A parameter in scripting is a piece of information that is supplied when a function (or command) is invoked. This information can affect what exactly the function does. For example, a function that sends a message to all players would need to be told what message to send; the message is passed as a parameter.

Syntactically, parameters are a comma-separated list enclosed in parentheses immediately following a function name. When a function is called, the parameters can be explicit values or variables or even the return value of another function call (which then has its own parameter list, leading to nested parentheses).

    // The parameters to the function MyFunction are the numbers 1 and 5.0.
    MyFunction(1, 5.0);

When a function is defined (or declared), each parameter in the list consists of a type specifier followed by a name for that parameter.

// The parameters to the function MyFunction are
// an integer called nCount and a float called fSeconds.
MyFunction(int nCount, float fSeconds);

The type specifier restricts what kinds of information can be passed in that parameter, while the name is how the information will be referenced inside the function.

Some parameters are optional.
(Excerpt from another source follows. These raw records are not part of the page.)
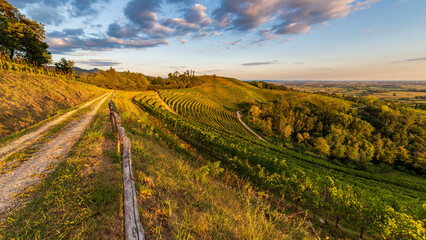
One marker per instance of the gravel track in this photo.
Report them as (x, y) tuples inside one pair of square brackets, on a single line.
[(44, 161), (28, 139)]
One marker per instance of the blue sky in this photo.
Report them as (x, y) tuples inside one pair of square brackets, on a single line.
[(245, 39)]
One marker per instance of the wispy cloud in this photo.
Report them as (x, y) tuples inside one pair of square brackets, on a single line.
[(100, 62), (250, 64)]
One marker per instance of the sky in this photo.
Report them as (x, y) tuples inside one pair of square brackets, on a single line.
[(244, 39)]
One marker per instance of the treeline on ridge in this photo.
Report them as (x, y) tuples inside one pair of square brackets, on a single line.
[(112, 79), (374, 132)]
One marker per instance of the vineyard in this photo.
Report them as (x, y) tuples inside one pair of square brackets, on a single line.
[(379, 204)]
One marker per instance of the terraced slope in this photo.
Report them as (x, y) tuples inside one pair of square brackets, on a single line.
[(302, 177), (27, 99)]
An optional parameter is indicated in a function definition (and declaration) by appending an equals sign and a default value to the parameter name.

// A declaration where the second parameter is optional.
MyFunction(int nCount, float fSeconds=0.0);

When an optional parameter is omitted during a function call, the result is the same as if the default value was passed as the parameter. To avoid confusion, optional parameters must be at the end of the parameter list; there cannot be an optional parameter followed by a required parameter.